Form: Feature Film | Genre: Survival / Mystery Thriller

Audience: 20's - 30's, Female | Status: Available For Option

 

Logline: When a misanthropic navy officer is shipwrecked on a remote island, she must uncover the sinister goings-on between the island's enigmatic inhabitants to escape.

Full Script and Treatment Available Upon Request

Summary

 

Lieutenant Commander Kate Ward is an unfeeling hard-ass: To command her crew, she dispenses with camaraderie and leads by the authority of her rank. This attitude has earned her only a single friend, Sam Kirby, who seems impervious to Kate’s thorny personality. Unfortunately that bond isn’t enough: When the ship strikes a reef amidst a storm, the chain of command goes out the window and Kate loses control of the crew. The ship goes down... and Kate washes ashore a remote island. She’s freezing cold, beaten and close to death, with Sam’s corpse still clinging tightly to her legs. Her survival mode kicks in: She desecrates Sam’s body, slicing him open and using the last heat of his innards to warm her hands so she can open the supply boxes nearby. This macabre display sets the tone for the rest of Kate’s journey.

 

Kate meets the island’s inhabitants: A tribe known as the Hari, an Argentinian anthropologist (Ascanio Ortiz) and an enigmatic British expatriate (Edmond Dormer). As Kate endeavours to escape the island, she becomes embroiled in the mystery behind a string of disappearances: A number of the Hari’s young women have gone missing. The locals’ troubles stir the memory of Kate’s own trauma, the very reason she lost faith in people to begin with. She remembers why she joined the navy: To help people. Kate’s nobler side shines through, and she determines to solve the mystery by bringing the perpetrator to justice before leaving the island.

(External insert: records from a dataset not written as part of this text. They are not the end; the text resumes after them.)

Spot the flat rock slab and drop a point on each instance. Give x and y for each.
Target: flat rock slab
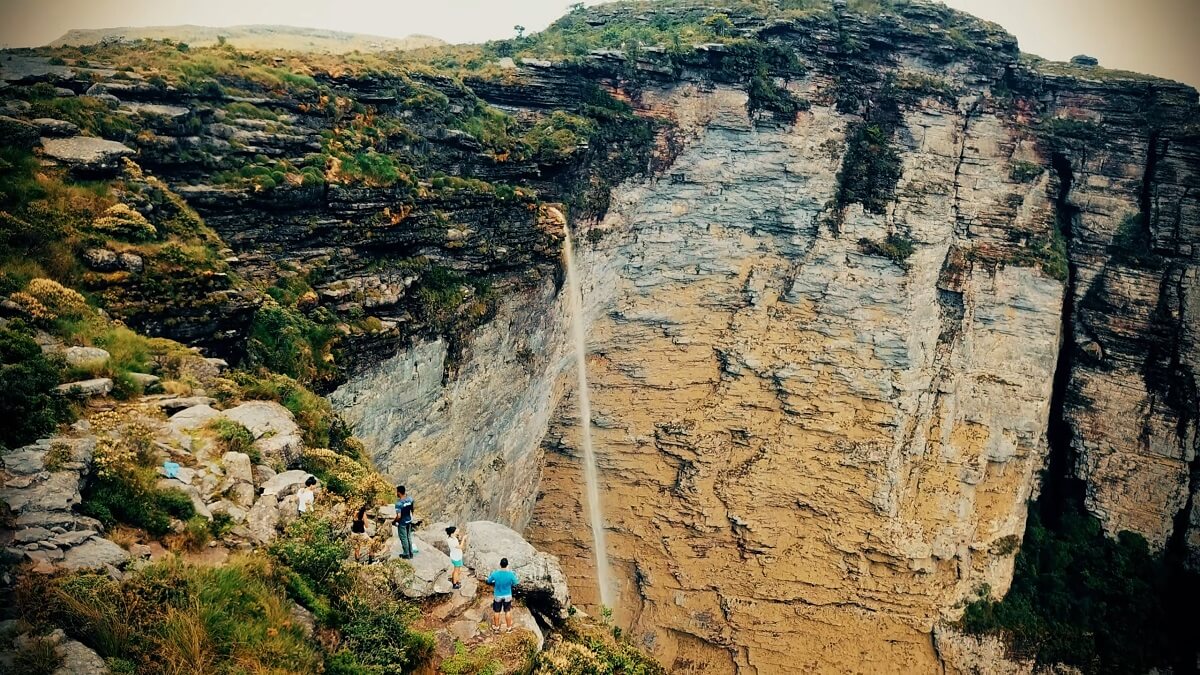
(53, 127)
(263, 417)
(97, 387)
(192, 418)
(85, 356)
(33, 69)
(537, 572)
(155, 109)
(282, 484)
(85, 150)
(59, 491)
(24, 461)
(94, 553)
(429, 572)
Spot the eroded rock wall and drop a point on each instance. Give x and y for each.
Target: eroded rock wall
(809, 452)
(467, 448)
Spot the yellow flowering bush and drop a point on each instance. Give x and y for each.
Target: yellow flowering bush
(31, 309)
(345, 476)
(112, 458)
(60, 300)
(124, 222)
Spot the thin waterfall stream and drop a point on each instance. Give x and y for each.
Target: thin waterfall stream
(591, 481)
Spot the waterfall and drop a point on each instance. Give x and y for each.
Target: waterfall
(591, 483)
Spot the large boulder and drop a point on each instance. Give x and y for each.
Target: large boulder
(263, 519)
(101, 260)
(192, 493)
(94, 553)
(78, 659)
(238, 467)
(58, 491)
(540, 577)
(427, 573)
(18, 133)
(286, 448)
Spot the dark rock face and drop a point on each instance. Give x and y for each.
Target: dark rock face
(867, 144)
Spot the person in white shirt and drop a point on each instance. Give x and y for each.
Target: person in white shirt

“I’m their ranking officer! I don’t give a fuck if they’re worried, I don’t give a fuck if it means I’m gonna throw them in the bilge. If something happens on this ship, they tell me” - Kate

 

Shellback is a survival/mystery thriller in the style of 1970’s films of the same genre: Films like Deliverance, The Hills Have Eyes, and The Wicker Man. In each case, we see our regular citizens in an isolated environment combating threatening locals and bizarre eccentrics. However, Shellback upends this expectation: Kate initially assumes the locals are a threat, but learns by the end of the film they were never a danger at all. In this sense, Shellback overturns the xenophobic views of the past to create a film about inclusivity and acceptance of other cultures, similar to Dances with Wolves, Walkabout and Rabbit-Proof Fence. Additionally, Kate’s closed-off personality is presented as a coping mechanism to thrive in the male-dominated navy. On the island, Kate realises this twisted shell she’s created to protect herself… can she free herself from it?